相続税の申告をしなかった場合は無申告課税
正当な理由なく期限までに相続税の申告をしなかった場合は、無申告課税が課されます。無申告課税の金額は以下のようになります。
- 自主的に申告した場合は5%
- 税務調査で発覚した場合は納税額50万円までであれば15%
- 税務調査で発覚した場合で納税額50万円を超えた場合は20%
無申告課税は自主的に申告した場合と、税務調査で発覚した場合では納める金額が大きく違います。そのため、相続税の申告をしなかった場合や忘れていた場合は、自主的に申告するよう心がけましょう。
悪質な場合には重加算税
相続税の対象となる財産を意図的に隠したり、事実を隠蔽したりすると、悪質な不正行為とみなされ重加算税が課せられます。悪質な行為に対する罰則となるので課税される金額もその他の場合と比べて非常に高くなります。
- 相続税の申告書を提示してした場合は35%
- 相続税の申告書を提示していなかった場合は40%
上記のように、かなり重い罰則となるため、財産を意図的に隠したり事実を隠蔽したりすることは決してしないようにしましょう。
相続税の申告は漏れがないように正確に行おう
相続税の申告は、罰則を課せられないためにも、漏れがないように正確に行いましょう。
相続税の申告は複雑な計算式で、相続税が課せられる財産とそうではない財産があります。相続税の計算は以下の記事で解説していますので、気になる方はご参照ください。

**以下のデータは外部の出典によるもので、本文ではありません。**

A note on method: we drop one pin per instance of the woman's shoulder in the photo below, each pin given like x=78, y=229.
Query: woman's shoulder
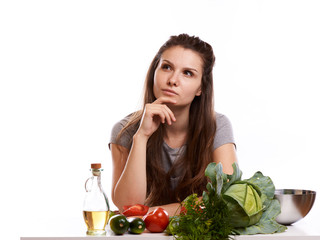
x=126, y=135
x=221, y=120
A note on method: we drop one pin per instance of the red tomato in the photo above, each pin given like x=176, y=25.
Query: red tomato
x=157, y=220
x=135, y=210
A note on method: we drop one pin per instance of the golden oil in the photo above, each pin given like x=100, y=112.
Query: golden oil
x=96, y=221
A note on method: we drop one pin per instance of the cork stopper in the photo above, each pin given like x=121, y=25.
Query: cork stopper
x=95, y=165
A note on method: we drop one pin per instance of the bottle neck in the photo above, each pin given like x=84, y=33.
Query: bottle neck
x=96, y=172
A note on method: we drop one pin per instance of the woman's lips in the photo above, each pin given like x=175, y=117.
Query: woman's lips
x=169, y=92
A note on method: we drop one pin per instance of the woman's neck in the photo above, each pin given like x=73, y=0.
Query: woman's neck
x=176, y=134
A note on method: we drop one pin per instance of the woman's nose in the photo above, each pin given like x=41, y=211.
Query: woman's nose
x=173, y=80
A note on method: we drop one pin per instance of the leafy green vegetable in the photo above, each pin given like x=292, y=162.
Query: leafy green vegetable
x=202, y=220
x=229, y=206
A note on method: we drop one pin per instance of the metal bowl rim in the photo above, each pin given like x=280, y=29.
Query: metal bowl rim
x=291, y=191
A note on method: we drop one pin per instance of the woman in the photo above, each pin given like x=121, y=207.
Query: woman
x=161, y=152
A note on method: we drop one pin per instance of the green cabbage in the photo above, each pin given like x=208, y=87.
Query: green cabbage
x=251, y=202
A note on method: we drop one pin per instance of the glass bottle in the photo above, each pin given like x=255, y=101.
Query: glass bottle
x=96, y=208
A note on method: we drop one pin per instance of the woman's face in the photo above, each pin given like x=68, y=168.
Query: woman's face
x=178, y=75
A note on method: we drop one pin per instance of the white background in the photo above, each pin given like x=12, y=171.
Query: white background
x=70, y=69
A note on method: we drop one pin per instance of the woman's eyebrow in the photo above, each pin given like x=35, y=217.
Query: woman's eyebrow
x=189, y=68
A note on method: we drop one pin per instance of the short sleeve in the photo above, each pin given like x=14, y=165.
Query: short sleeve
x=126, y=138
x=224, y=132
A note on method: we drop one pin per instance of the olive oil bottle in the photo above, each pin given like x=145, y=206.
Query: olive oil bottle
x=96, y=208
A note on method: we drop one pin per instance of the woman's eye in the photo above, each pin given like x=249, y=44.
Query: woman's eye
x=188, y=73
x=166, y=67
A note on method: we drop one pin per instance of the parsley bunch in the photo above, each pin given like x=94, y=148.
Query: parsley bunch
x=202, y=219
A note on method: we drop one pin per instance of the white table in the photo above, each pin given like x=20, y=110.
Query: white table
x=305, y=229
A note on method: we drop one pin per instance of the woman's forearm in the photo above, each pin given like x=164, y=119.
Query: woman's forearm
x=132, y=184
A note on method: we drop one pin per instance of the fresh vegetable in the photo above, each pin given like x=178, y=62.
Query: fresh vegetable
x=173, y=224
x=157, y=220
x=136, y=225
x=119, y=224
x=229, y=206
x=135, y=210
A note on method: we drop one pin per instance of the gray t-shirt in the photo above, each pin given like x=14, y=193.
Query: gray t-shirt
x=223, y=135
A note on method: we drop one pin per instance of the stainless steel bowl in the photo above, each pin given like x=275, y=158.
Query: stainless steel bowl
x=295, y=204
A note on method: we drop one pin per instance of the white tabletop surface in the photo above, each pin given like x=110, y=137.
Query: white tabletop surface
x=307, y=228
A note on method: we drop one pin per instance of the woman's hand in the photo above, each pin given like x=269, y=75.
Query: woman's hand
x=154, y=114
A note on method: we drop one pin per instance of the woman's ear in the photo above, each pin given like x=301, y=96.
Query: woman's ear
x=199, y=92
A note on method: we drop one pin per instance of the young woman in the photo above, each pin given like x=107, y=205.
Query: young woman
x=161, y=152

自身で申告することも可能ですが、専門的な知識が必要なため、申告漏れが起こる可能性も高くなります。また、自身でも先祖代々続くような知らない不動産がある場合も多く、そのような場合もよく申告漏れが起こります。
そのため、相続税の申告は専門的な知識を持った税理士に任せた方がよいでしょう。税理士に依頼する際には財産を隠すことなく、全て正確に話しましょう。隠していた財産が申告後に発覚すると、罰則だけでなく相続トラブルにも発展する恐れがあります。
そのようなことがないように、適切な相続税の申告を心がけましょう。